Try to avoid strict rules around food, like ‘I can’t eat a bag of chips during the week’ or ‘I’m not allowed to drink fizzy drinks ever again’.
Generally, strict rules tend to have the opposite effect of making us crave these foods even more, causing feelings of guilt or shame if we break one of these rules.
Try to have a more balanced viewpoint, such as ‘I’ll only have chocolate when I truly feel like it.’ Then allow yourself to enjoy the chocolate when you want it and move on afterwards.
Every one of us will have different triggers for emotional eating. Likewise, we need an individualised approach to feeling in control of our emotions.
The Second Nature programme teaches you to enjoy food mindfully without counting numbers, calories, or fixating on weight. We believe there’s so much more to health than the food you put in your mouth.

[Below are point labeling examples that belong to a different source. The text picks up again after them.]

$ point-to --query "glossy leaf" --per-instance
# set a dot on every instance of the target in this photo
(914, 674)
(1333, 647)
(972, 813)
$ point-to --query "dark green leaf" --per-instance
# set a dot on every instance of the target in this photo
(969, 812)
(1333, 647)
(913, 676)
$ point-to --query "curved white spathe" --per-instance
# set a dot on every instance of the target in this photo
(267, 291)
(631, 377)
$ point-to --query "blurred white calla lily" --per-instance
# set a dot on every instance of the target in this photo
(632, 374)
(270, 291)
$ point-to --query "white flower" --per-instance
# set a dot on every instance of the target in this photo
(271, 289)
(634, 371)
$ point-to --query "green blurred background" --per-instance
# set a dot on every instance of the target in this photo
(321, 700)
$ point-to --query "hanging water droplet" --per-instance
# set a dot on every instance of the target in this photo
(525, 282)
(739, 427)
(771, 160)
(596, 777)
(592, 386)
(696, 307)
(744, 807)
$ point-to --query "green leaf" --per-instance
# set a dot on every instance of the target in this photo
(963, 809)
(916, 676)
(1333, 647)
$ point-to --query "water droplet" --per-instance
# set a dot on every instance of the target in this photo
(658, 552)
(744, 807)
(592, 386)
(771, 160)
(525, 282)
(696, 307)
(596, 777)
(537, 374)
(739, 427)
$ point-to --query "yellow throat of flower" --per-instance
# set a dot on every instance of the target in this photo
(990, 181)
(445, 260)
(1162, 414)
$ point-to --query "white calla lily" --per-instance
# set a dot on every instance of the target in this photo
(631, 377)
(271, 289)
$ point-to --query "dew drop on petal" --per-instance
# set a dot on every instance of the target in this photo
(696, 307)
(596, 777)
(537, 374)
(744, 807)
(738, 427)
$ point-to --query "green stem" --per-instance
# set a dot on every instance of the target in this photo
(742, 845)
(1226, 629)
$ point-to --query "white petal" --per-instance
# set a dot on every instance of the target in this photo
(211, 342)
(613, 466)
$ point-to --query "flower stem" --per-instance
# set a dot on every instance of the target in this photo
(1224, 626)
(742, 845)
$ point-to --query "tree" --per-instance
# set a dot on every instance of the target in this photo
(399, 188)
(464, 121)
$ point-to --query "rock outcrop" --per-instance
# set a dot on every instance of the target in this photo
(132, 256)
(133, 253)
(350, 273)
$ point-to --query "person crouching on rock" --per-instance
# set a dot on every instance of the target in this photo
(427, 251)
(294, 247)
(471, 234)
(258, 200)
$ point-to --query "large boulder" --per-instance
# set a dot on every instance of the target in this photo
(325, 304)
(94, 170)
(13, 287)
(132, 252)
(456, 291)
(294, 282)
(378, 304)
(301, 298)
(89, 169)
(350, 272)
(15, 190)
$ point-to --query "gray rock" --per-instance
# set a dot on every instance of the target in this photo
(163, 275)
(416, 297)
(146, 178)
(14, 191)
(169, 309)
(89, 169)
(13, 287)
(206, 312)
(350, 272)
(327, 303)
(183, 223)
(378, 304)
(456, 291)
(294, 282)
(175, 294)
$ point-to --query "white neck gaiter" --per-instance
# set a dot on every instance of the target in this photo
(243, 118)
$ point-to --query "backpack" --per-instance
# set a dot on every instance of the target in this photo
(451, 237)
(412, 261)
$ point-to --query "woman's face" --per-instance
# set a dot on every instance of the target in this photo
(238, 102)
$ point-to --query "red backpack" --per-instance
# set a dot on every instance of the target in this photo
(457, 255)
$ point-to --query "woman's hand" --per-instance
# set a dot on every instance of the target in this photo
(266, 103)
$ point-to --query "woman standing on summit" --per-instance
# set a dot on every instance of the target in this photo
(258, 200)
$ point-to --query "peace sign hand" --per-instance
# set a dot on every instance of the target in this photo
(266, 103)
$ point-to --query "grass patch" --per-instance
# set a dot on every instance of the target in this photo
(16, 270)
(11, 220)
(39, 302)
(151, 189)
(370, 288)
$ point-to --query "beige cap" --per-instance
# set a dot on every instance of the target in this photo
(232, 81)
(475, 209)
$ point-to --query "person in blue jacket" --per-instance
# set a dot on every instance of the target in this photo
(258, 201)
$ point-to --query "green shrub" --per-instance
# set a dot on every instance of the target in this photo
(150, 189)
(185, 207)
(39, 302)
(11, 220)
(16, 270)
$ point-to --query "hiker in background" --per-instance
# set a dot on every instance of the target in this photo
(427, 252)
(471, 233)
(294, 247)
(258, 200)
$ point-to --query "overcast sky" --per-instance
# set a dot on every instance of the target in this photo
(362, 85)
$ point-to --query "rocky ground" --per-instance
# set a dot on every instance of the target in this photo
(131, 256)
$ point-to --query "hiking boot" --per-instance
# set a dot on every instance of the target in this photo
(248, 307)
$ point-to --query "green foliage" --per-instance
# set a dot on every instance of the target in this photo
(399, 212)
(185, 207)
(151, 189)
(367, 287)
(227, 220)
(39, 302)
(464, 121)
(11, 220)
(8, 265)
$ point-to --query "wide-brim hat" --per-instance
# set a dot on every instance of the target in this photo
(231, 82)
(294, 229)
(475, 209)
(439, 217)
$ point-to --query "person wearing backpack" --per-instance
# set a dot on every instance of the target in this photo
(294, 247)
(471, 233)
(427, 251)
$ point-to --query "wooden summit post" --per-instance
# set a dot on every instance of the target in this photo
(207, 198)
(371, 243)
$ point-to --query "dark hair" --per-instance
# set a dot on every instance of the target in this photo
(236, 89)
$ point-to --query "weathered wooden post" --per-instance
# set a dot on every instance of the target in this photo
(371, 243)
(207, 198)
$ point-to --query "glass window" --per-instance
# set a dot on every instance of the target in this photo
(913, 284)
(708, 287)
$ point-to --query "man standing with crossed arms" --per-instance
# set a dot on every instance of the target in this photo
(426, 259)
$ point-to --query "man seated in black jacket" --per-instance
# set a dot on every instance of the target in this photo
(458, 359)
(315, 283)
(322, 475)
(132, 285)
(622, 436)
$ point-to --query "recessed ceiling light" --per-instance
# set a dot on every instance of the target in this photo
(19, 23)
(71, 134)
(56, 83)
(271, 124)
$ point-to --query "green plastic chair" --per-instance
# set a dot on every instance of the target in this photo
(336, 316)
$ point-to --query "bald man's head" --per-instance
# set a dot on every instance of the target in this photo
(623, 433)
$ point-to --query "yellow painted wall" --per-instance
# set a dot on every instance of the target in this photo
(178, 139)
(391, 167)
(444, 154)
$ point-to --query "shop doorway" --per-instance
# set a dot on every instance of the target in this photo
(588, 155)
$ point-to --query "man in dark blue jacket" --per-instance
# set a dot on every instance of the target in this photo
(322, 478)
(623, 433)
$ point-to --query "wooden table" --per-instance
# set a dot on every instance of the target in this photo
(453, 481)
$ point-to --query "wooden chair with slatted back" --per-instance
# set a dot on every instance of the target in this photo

That’s why we take a more holistic approach and focus on mindset, stress, sleep, exercise, and nutrition.
Remember that there’s a difference between emotional eating and binge eating disorder (BED), a severe mental illness.
Overeating now and again is perfectly normal; however, if you’re experiencing binge-eating episodes at least once a week for three months, it’s essential to seek help from a qualified healthcare professional.
- Removing the guilt often associated with emotional eating episodes is important to help you overcome them
- Avoid labelling foods or putting strict rules around certain foods, which can foster a negative relationship with food
- Try to adopt a more balanced and flexible viewpoint towards food and allow yourself to enjoy the foods you love mindfully
Take home message
- Mindful eating is an effective strategy to help us be more in control of our food choices.
- Being prepared for emotional eating cravings ahead of time can also help us to better manage these in the moment.
- It’s also essential to remove any guilt associated with emotional eating and try to take a more balanced approach towards occasional foods.
- Remember that we all need an individualised approach to manage emotional eating better. It will take time and practice to overcome this, and we should approach this process with kindness and acceptance towards ourselves.